To increase transparency, PeerJ operates a system of 'optional signed reviews and history'. This takes two forms: (1) peer reviewers are encouraged, but not required, to provide their names (if they do so, then their profile page records the articles they have reviewed), and (2) authors are given the option of reproducing their entire peer review history alongside their published article (in which case the complete peer review process is provided, including revisions, rebuttal letters and editor decision letters).
Two out of the initial three reviewers accepted the manuscript in its present form and after reading it myself I can accept it without waiting for the third one, who didn't accept my invitation to re-review the manuscript.
In this round of revision, the authors are able to address each one of the issues raised by reviewer.
Experiments are well done and design is acceptable to support authors' conclusion.
I read carefully this updated version of the manuscript and the related rebuttal. The authors had addressed all comments pointed out by me. Congrats!
I am content with the changes made in the revised version of the manuscript.
Reviewers found your paper suitable for PeerJ and I agree with them. However it needs some major amendments. Please see below their comments and suggestion.
The study nicely integrated kinematics and kinetics parameters of human distance running. This well-written paper (IMRAD format) is within the scope of interest of the typical readers and is also properly formatted to PeerJ.

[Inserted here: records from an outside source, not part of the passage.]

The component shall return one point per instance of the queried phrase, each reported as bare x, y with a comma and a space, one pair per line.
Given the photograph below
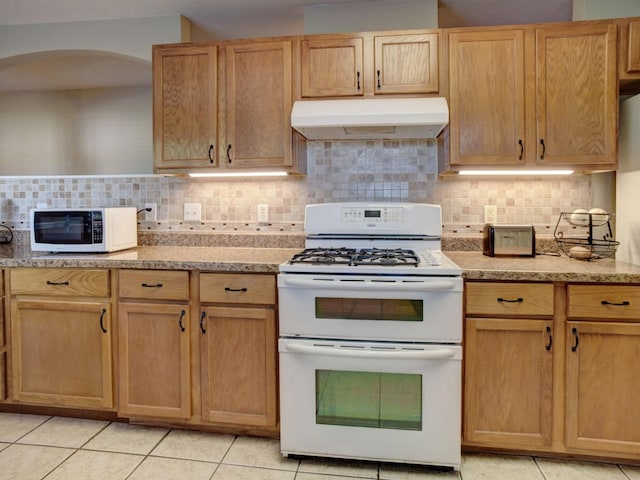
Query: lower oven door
373, 401
389, 308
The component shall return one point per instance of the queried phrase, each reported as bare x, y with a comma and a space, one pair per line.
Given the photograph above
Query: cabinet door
602, 387
258, 106
487, 97
508, 382
332, 67
406, 63
62, 352
577, 95
184, 106
154, 360
239, 365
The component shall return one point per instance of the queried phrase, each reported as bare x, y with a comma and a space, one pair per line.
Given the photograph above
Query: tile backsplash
338, 171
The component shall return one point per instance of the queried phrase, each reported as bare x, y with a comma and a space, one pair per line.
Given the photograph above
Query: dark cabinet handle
548, 345
203, 315
227, 289
506, 300
182, 313
521, 149
574, 347
102, 314
620, 304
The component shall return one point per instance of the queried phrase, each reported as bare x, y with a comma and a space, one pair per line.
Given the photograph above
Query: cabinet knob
102, 314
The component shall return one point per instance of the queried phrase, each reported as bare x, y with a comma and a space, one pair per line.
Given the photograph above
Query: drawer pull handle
102, 314
182, 313
621, 304
203, 315
228, 289
506, 300
548, 345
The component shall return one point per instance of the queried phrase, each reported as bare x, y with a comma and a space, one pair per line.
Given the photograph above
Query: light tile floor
34, 447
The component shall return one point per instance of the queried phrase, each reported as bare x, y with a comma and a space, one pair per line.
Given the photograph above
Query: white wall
594, 9
362, 16
76, 132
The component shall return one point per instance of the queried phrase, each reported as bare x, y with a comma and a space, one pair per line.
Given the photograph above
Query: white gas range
370, 317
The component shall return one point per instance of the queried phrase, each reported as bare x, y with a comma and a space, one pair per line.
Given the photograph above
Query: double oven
370, 337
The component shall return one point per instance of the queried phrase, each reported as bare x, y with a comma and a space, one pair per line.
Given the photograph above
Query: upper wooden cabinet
184, 106
487, 97
258, 104
629, 55
540, 96
369, 64
332, 67
225, 106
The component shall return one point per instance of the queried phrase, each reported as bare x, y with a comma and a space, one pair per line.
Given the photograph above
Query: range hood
370, 118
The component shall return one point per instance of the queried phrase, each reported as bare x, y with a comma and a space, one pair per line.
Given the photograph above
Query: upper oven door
414, 309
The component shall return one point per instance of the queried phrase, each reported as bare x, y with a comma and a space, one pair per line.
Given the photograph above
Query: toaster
509, 240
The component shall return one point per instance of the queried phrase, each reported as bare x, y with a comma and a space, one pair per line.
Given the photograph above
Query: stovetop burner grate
353, 257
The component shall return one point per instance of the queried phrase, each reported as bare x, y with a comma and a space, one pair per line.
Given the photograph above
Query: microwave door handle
368, 285
437, 354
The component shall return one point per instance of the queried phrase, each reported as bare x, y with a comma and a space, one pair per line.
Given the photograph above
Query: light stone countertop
549, 268
220, 259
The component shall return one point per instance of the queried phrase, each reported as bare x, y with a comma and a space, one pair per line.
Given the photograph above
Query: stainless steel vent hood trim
370, 118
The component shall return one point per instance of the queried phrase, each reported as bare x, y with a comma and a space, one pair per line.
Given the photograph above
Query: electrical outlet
192, 212
151, 216
490, 214
263, 213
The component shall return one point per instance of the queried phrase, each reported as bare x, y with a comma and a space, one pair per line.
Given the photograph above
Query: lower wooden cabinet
238, 349
154, 360
154, 354
527, 391
602, 414
62, 352
238, 361
508, 382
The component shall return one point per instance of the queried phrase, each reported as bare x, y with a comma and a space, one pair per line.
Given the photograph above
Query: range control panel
372, 215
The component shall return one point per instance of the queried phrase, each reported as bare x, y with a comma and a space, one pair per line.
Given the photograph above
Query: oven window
369, 399
401, 310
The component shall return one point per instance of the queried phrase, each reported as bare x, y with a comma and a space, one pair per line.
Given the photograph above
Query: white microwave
83, 230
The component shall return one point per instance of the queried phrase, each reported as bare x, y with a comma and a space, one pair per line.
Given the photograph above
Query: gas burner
341, 256
386, 256
352, 257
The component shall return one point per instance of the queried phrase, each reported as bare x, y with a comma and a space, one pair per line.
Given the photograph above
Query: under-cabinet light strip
515, 172
240, 174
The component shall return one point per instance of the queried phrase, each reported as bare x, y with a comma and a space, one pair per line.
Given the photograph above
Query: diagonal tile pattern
34, 447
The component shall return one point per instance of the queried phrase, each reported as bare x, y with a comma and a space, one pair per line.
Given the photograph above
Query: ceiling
212, 19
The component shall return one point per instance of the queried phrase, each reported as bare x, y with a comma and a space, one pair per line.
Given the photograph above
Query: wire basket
590, 233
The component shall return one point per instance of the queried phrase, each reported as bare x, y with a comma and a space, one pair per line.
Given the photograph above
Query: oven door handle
436, 354
369, 285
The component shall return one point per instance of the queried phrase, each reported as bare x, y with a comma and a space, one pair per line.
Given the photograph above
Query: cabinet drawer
237, 288
601, 302
508, 299
154, 284
60, 282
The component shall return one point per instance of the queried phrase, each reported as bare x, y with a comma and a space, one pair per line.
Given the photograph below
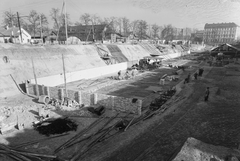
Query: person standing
207, 94
195, 75
188, 78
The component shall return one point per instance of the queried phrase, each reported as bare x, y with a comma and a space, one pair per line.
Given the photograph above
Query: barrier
43, 99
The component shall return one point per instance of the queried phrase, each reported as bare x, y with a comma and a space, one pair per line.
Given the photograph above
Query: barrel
43, 99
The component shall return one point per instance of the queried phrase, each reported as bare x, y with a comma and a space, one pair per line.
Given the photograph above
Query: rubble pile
158, 102
57, 126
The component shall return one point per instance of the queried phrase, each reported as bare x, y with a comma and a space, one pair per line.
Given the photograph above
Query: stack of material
7, 154
57, 126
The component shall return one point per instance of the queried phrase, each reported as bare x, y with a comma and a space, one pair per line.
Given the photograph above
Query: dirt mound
194, 150
57, 126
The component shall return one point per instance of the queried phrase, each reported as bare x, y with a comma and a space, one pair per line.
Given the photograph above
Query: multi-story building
219, 33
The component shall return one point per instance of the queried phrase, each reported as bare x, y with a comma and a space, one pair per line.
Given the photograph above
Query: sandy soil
104, 149
214, 122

You, authors, reported a study that tested the effects of horizontal speed (2.5, 3.5 and 4.5 m/s) on kinematics and kinetics responses of running. Although interesting and timely, I think the study could be considered more than database, an original study. Currently, expose the database is very common and for some journals, fortunately, is obligatory. The PeerJ is not concerned with potential influence/impact; therefore this ms is not just a comprehensive database.
Using biomechanical measurements, you were able to show how classical (stride length and frequency, ROM, etc.) and modern (non-sagittal kinematics, torque, power, foot-strike pattern) biomechanical parameters were affected by running speed.
One strong point of this work is the speeds chosen, very used in endurance training.
As recommended by PeerJ guidelines, I organize my issues by importance:
i) The hypotheses are weak, and you do not respond them in the discussion. Please consider removing them.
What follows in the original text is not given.